There will be payments for farmers to maintain hedgerows and strips of wildlife-friendly ground round the edges of arable fields, providing sources of nectar and nesting sites for insects. It will also be an incentive to provide forage year round, whether that is in crops or additional planting.

Secondly – many of Britain’s biggest landowners have made commitments to support pollinators. They include the National Trust, the Defence Estates and Network Rail. The Church of England are also giving their support to our strategy. The Prince of Wales’s Coronation Meadows project aims to establish an insect-friendly wildflower meadow in all 105 UK counties. Other groups, like Buglife and the Yorkshire Dales Millennium trust to name just two, are also doing superb work to restore meadows and provide advice. They will help replace some of the 97% of meadows and similar grasslands lost since the 1930s.

Thirdly – supermarkets like Tesco and Morrisons are labelling some products as pollinator friendly. I want to see more supermarkets and other retailers doing this and extending from plant products to food.

Fourthly – we have launched our Bees Needs website that means that people can help pollinators in their garden at home or the local park or school space. Oxeye daisies, lavender, primroses, cyclamen, they are just a few of the common flowers that are bee-friendly.
I have to confess that not mowing your lawn so often is one piece of advice that I have already been following!
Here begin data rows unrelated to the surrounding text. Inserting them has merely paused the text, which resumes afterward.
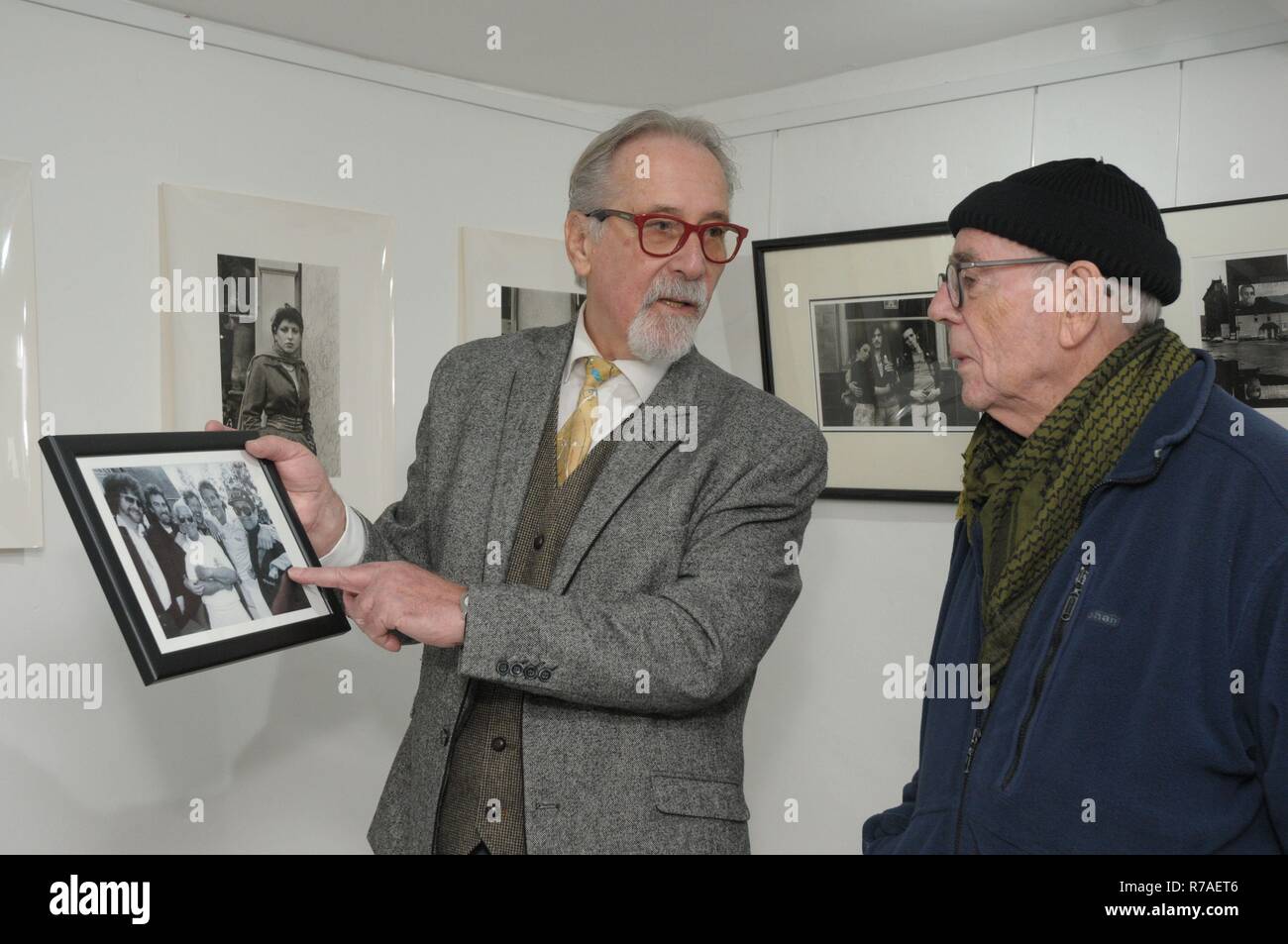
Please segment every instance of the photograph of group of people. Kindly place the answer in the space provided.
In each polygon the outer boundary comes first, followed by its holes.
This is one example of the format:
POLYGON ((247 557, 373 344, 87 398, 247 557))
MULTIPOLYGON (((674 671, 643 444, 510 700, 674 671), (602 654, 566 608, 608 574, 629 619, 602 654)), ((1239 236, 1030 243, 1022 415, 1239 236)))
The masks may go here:
POLYGON ((815 301, 819 425, 824 429, 972 429, 933 295, 815 301))
POLYGON ((111 465, 94 478, 166 639, 310 608, 286 576, 281 509, 270 514, 245 462, 111 465))

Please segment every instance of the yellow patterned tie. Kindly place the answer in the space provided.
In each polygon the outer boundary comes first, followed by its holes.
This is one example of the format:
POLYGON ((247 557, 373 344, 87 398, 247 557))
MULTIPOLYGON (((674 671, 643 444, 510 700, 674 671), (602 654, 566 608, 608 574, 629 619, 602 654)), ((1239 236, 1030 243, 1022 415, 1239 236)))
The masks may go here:
POLYGON ((562 486, 590 452, 590 438, 595 429, 595 407, 599 406, 599 385, 621 373, 617 364, 601 357, 586 358, 586 381, 577 397, 577 408, 555 437, 555 474, 562 486))

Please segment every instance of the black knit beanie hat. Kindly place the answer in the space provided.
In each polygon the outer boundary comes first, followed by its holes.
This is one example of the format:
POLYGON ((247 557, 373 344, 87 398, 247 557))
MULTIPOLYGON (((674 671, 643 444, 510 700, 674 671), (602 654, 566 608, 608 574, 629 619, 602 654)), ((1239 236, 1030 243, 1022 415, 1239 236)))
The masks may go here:
POLYGON ((1170 305, 1181 294, 1181 258, 1145 188, 1091 157, 1047 161, 984 184, 953 207, 948 225, 983 229, 1073 261, 1086 259, 1170 305))

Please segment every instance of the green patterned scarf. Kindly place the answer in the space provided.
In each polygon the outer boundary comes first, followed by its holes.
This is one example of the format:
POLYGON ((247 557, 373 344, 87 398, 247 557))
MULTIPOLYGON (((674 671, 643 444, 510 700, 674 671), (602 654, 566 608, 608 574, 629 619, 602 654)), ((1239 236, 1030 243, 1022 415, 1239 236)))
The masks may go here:
POLYGON ((985 415, 975 428, 957 516, 983 534, 984 644, 993 694, 1029 607, 1082 519, 1087 495, 1194 354, 1163 326, 1149 325, 1096 366, 1027 439, 985 415))

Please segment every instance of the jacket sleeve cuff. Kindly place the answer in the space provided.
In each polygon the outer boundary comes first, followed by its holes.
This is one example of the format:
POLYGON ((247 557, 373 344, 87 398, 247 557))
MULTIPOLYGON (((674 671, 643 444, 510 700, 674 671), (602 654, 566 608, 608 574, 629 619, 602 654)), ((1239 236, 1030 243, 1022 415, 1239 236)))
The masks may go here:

Fifthly – we are making sure bees have a future in urban as well as rural areas. Bristol, which will be European Green Capital 2015, is establishing three new wildflower meadows on public land as part of its pollinator strategy and volunteers will plant bee-friendly native flowers across the city.

And here in London, we are upping the ante, by installing our own hives on the roof of Defra Headquarters on Smith Square. They arrived earlier this week, complete with bees.

This pollinator strategy shows three important things.

  • It’s about how the environment is inseparable from the economy.
  • The importance of building up our world-leading science.
  • And it’s about things that directly affect the quality of our lives, the food we eat and the beauty we see.

The natural environment is intrinsically valuable. But improving it should not be about being ticked off and putting on a hair shirt. It is about what we love and it is something we can actually enjoy improving.

As we become an increasingly advanced economy that relies on knowledge and technology, our connection with nature will become more and not less important.

A healthy economy and a healthy environment go in hand in hand in securing Britain’s future.